Impulse of Cricket Homework: Find Magnitude

[odie5533]

Homework Statement

A 20g cricket leaps through a 2.55 m horizontal distance. The initial velocity of the cricket makes an angle of 30 degress with the horizontal direction. If it takes the cricket 0.019s to leave the ground, what is the magnitude of the impulse of the total force on the cricket that gives it the speed needed for the jump?

The Attempt at a Solution

I started by finding the velocity needed for the jump:
$$V_{y} = VSin30=\frac{1}{2}V$$
$$y = \frac{1}{2}Vt-\frac{1}{2}gt^2$$
Set to 0 to find when he lands:
$$0 = \frac{1}{2}Vt-\frac{1}{2}gt^2$$
$$t = \frac{V}{g}$$

$$V_{x} = VCos30$$
$$x(t) = (VCos30)t$$
Set to 2.55, the horizontal distance traveled when he lands:
$$2.55=\frac{V^2}{g}Cos30$$
$$V=\sqrt{\frac{2.55 g}{Cos30}} = 5.3736 m/s$$

So, the inital momentum is 0, since his velocity before the jump is 0.
$$J = mv_{2} - mv_{1} = mv_{2} - 0 = (20 g)(5.3736 m/s) - 0 = 107.47$$

I never liked impulse/momentum problems, and I was wondering if any of the above is correct. I just plugged numbers into the formulas and have no idea if I did it right =/ Also, I didn't use the time of 0.019s anywhere.

 

[nrqed]

Homework Statement

A 20g cricket leaps through a 2.55 m horizontal distance. The initial velocity of the cricket makes an angle of 30 degress with the horizontal direction. If it takes the cricket 0.019s to leave the ground, what is the magnitude of the impulse of the total force on the cricket that gives it the speed needed for the jump?

The question does not quite make sense (the last part). Are you sure it was not "what is the magnitude of the impulse and of the total force..." ?

The Attempt at a Solution

I started by finding the velocity needed for the jump:
$$V_{y} = VSin30=\frac{1}{2}V$$
$$y = \frac{1}{2}Vt-\frac{1}{2}gt^2$$
Set to 0 to find when he lands:
$$0 = \frac{1}{2}Vt-\frac{1}{2}gt^2$$
$$t = \frac{V}{g}$$

$$V_{x} = VCos30$$
$$x(t) = (VCos30)t$$
Set to 2.55, the horizontal distance traveled when he lands:
$$2.55=\frac{V^2}{g}Cos30$$
$$V=\sqrt{\frac{2.55 g}{Cos30}} = 5.3736 m/s$$

So, the inital momentum is 0, since his velocity before the jump is 0.
$$J = mv_{2} - mv_{1} = mv_{2} - 0 = (20 g)(5.3736 m/s) - 0 = 107.47$$

I never liked impulse/momentum problems, and I was wondering if any of the above is correct.
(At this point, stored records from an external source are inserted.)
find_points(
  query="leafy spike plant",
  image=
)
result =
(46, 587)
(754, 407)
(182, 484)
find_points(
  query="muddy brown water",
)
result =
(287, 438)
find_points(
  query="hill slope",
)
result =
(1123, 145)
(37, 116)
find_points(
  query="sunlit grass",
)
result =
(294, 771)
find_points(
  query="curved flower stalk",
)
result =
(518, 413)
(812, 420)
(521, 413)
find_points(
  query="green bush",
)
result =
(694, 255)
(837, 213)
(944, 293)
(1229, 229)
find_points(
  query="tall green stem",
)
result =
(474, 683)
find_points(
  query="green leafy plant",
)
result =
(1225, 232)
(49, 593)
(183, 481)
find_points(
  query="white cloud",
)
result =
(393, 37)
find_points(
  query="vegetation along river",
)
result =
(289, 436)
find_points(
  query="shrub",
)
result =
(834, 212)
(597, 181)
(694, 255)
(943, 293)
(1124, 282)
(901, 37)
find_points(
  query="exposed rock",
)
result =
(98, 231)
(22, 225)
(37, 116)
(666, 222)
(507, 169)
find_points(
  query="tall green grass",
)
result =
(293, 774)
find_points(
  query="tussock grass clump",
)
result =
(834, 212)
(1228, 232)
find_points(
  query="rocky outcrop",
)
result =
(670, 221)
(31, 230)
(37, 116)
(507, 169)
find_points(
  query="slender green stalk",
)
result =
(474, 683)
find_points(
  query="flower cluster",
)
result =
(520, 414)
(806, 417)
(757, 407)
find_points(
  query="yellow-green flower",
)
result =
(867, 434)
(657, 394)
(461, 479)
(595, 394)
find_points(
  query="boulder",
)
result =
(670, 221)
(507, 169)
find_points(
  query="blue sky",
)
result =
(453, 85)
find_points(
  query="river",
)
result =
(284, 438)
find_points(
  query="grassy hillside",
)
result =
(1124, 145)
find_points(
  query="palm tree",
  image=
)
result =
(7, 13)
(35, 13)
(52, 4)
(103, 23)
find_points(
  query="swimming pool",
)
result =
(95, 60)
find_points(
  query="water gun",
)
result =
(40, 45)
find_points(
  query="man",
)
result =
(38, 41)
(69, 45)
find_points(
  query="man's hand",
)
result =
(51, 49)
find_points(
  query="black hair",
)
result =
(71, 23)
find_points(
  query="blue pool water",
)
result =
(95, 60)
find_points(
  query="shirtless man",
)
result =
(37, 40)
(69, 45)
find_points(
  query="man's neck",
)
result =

I just plugged numbers into the formulas and have no idea if I did it right =/ Also, I didn't use the time of 0.019s anywhere.
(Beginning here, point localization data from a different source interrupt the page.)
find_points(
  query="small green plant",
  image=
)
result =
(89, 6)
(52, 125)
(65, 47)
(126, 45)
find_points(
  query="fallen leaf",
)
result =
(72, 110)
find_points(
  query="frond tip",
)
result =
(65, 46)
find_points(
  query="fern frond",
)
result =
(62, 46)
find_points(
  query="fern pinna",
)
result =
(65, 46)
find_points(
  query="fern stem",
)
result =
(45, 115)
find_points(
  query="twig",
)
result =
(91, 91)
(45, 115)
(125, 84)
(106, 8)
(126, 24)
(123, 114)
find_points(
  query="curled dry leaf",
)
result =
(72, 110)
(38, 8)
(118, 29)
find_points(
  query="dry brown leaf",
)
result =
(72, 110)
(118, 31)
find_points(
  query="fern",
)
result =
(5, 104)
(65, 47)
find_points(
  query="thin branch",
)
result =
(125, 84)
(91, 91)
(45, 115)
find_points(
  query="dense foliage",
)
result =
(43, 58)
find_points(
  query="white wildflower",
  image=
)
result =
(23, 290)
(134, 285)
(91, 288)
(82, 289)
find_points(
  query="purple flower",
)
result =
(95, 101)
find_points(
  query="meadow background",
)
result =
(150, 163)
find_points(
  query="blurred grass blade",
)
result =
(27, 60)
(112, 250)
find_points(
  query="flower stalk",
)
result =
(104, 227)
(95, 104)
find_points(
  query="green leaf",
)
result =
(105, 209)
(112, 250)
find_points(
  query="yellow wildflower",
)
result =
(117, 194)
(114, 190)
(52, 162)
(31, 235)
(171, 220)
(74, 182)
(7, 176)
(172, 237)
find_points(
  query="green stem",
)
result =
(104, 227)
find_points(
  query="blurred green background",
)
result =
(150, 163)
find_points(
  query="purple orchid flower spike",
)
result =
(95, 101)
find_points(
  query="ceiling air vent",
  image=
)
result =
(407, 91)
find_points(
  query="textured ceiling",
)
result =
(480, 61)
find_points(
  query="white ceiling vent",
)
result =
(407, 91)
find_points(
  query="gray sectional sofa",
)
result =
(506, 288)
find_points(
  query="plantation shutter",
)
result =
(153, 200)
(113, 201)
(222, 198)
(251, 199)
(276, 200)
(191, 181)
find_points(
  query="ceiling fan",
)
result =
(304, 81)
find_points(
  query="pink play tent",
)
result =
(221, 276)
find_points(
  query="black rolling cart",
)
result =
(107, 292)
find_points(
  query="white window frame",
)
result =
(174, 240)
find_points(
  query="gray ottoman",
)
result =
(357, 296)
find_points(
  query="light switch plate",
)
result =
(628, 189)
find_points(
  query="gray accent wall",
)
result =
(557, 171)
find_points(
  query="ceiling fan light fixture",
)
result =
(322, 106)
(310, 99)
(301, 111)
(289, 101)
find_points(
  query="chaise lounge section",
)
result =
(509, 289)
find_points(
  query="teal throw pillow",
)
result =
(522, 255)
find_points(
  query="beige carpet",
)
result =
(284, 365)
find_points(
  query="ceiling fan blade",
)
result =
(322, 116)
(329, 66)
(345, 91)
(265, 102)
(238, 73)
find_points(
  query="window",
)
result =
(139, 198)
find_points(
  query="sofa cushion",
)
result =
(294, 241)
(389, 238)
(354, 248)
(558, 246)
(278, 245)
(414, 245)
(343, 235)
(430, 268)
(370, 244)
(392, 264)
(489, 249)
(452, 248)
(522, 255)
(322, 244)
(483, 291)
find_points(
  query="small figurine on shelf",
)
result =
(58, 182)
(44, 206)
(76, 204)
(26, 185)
I did not check all the numbers but the reasoning is good. If they ask for the magnitude of the total force this is where the delta time would come up. I am pretty sure this is what they were asking.

 

[odie5533]

I copied the question word for word. It took me a long time to figure out what it was asking, and I agree it makes more sense for it to be and. Ah well, my professor is notorious for typos and unanswerable questions, so this must just be another one. Thanks for the help.

 

[nrqed]

I copied the question word for word. It took me a long time to figure out what it was asking, and I agree it makes more sense for it to be and. Ah well, my professor is notorious for typos and unanswerable questions, so this must just be another one. Thanks for the help.

Ok. For the impulse itself no time is required.
I just noticed: write the units on your final answer. And if you want it in SI units, you better convert the mass to kilograms.